Although Michael can see the fantastical creatures attacking his new friends, to them it is a panther, then a water snake. Nevertheless they begin to fear whatever it is that haunts him, and fuelled further by tales of Coyote and the mysterious Night Hatchet, they banish him from their party and he goes off on his own into the Texan wilderness.
Up to this point, two-thirds of the way in, The Flight Of Michael McBride has been an above average fantasy of faerie intrusion, made interesting by an uncommon setting and evocative writing. Michael’s transition from soft-handed, rich city boy to horse charmer and ‘one of the boys’ is too easily facilitated as in many similar fantasies but Snyder tells her story deftly and at a confident pace. The recognition of the role of place in faerie adds focus and by linking Mexican and Native American myths in Snyder goes new places.
Then there is a significant, abrupt dislocation as Michel’s viewpoint is left aside with the human world and we are thrust into the ongoing feud between the Morrigu and Red Cap Finnvarr, with the vicious Night Hatchet a further threat. Michael, fleeing and aided by coyote, is transformed into a crow and must battle. Disorienting scenes of flight, fall, shifting awareness increase the dramatic tension and then he is rescued by tough, bow-wielding, fast-talking frontierswoman Annie Mae.

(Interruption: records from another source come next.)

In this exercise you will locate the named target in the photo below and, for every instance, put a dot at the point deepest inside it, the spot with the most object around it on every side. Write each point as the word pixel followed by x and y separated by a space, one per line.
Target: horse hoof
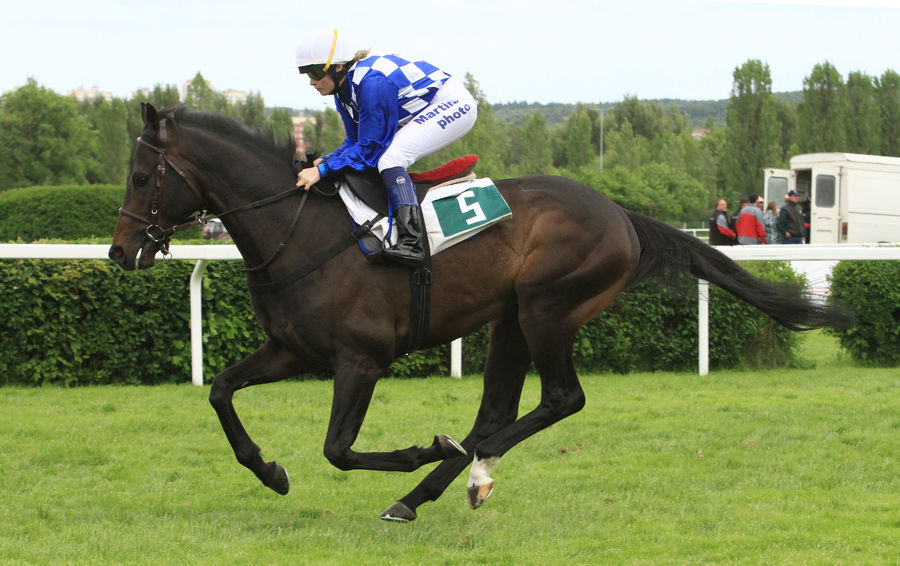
pixel 449 447
pixel 280 482
pixel 478 493
pixel 399 513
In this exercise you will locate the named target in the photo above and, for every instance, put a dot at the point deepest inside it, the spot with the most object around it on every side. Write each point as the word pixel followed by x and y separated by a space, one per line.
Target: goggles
pixel 315 72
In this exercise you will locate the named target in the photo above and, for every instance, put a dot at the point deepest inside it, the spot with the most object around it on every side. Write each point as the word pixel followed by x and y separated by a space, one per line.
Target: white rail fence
pixel 203 254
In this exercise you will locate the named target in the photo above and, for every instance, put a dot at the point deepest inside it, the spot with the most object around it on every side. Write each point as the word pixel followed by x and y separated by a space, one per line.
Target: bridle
pixel 163 236
pixel 154 232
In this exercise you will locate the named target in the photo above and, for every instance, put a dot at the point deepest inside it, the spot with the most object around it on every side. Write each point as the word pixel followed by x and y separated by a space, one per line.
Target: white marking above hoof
pixel 480 484
pixel 478 493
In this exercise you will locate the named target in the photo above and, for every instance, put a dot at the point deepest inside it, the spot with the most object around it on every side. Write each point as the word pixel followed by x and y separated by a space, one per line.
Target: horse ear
pixel 150 117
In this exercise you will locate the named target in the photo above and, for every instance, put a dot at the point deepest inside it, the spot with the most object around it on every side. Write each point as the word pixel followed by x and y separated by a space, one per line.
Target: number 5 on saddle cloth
pixel 453 212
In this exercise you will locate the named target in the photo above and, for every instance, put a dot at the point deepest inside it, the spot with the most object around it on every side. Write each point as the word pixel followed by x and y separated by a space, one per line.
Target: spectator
pixel 751 228
pixel 790 220
pixel 732 222
pixel 771 216
pixel 720 234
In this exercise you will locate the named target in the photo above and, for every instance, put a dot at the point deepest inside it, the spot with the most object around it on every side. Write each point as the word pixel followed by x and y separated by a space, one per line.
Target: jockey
pixel 395 111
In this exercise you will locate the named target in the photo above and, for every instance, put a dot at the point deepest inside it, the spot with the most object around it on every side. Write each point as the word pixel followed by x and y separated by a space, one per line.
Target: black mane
pixel 260 138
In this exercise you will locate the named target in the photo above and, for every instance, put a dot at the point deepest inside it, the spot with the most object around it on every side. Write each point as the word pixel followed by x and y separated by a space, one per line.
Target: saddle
pixel 368 186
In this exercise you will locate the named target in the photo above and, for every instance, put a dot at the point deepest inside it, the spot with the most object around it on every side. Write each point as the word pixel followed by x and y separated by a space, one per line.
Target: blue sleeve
pixel 378 122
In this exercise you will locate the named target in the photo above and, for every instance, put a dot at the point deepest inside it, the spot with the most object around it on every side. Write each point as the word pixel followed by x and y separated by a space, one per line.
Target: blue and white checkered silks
pixel 416 81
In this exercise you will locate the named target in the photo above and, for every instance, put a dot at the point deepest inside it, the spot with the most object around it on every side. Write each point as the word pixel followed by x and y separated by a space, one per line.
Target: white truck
pixel 846 197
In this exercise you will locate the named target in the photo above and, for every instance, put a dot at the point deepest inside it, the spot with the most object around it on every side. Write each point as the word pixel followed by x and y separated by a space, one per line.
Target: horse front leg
pixel 267 364
pixel 354 383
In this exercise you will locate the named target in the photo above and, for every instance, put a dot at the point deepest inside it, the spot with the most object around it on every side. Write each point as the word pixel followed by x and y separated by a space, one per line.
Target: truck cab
pixel 845 197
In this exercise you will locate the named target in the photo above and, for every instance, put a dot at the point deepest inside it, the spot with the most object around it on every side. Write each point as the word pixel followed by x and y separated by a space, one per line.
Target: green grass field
pixel 779 467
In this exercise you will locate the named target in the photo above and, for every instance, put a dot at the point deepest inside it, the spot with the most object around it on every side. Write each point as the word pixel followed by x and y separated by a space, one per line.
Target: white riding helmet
pixel 324 47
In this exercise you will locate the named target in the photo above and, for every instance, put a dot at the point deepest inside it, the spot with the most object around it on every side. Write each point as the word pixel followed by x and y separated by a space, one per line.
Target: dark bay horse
pixel 563 258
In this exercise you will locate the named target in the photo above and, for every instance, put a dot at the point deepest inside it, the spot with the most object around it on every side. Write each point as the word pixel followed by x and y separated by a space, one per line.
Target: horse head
pixel 156 202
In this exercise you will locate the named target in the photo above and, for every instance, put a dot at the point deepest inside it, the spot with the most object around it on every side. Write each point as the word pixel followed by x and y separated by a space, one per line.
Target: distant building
pixel 82 94
pixel 235 96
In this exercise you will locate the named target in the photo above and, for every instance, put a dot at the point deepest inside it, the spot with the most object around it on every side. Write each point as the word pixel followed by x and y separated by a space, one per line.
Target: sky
pixel 568 51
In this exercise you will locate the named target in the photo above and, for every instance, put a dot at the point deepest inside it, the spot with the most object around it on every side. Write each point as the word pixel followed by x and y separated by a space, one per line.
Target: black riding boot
pixel 409 249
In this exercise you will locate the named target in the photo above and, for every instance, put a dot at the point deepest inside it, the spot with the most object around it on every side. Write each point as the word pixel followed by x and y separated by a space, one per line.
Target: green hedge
pixel 63 213
pixel 872 289
pixel 79 322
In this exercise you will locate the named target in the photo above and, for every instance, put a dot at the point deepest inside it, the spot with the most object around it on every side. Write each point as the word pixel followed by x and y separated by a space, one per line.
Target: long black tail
pixel 668 252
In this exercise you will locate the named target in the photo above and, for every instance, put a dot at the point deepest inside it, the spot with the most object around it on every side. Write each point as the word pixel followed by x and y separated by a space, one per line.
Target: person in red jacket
pixel 751 226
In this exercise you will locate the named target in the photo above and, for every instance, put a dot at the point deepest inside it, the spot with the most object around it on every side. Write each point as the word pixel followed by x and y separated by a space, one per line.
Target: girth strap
pixel 420 278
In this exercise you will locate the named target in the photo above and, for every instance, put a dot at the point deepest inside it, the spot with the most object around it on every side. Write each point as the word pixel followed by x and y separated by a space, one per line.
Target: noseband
pixel 154 232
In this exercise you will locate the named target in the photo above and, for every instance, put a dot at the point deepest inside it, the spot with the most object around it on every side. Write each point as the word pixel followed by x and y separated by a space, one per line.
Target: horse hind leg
pixel 549 327
pixel 504 375
pixel 267 364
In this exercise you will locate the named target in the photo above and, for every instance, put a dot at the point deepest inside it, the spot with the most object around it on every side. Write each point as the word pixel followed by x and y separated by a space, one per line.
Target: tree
pixel 752 134
pixel 44 140
pixel 863 119
pixel 201 96
pixel 533 146
pixel 110 120
pixel 578 147
pixel 888 95
pixel 821 114
pixel 645 118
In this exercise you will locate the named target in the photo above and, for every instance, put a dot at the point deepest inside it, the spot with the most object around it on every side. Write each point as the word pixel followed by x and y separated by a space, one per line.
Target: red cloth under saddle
pixel 457 168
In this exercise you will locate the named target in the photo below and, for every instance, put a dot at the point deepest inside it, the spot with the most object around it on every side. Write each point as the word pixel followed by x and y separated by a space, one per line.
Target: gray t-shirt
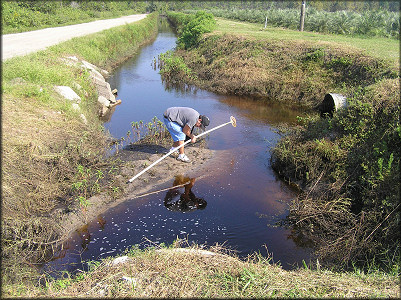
pixel 182 116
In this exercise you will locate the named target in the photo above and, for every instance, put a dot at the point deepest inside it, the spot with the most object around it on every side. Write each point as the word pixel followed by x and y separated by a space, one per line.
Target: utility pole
pixel 301 22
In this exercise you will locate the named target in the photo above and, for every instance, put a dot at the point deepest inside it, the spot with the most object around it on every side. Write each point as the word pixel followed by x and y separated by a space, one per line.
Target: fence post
pixel 301 22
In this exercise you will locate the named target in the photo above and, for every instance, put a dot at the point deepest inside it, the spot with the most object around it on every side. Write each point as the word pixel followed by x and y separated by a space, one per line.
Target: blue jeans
pixel 175 130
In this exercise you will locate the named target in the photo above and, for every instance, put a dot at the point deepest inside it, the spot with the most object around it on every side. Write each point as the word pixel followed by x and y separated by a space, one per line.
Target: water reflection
pixel 186 201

The inevitable climax pits Michael against Red Cap to rescue Annie, reveals his true ancestry, and of course, ties things up neatly.
Michael’s flight is literal and metaphorical, motivated by multiple emotions, fear, love, guilt, hate, and resentment and although much of the plot is standard, Snyder’s unique touches and balance of myth and reality raise her novel well above the routine. It’s not without faults, of course. The role of Poker Alice is not explained sufficiently, and I’d have liked more of Annie Mae’s robust and earthy character. The crow scene is striking and evocative, but tonally at odds with the rest, and a crow’s cry of alarm transliterated as ‘Kwak!’ was a wrong note. Nevertheless Midori Snyder is an intelligent, original, and confident fantasist and The Flight Of Michael McBride a very worthy and memorable fantasy novel.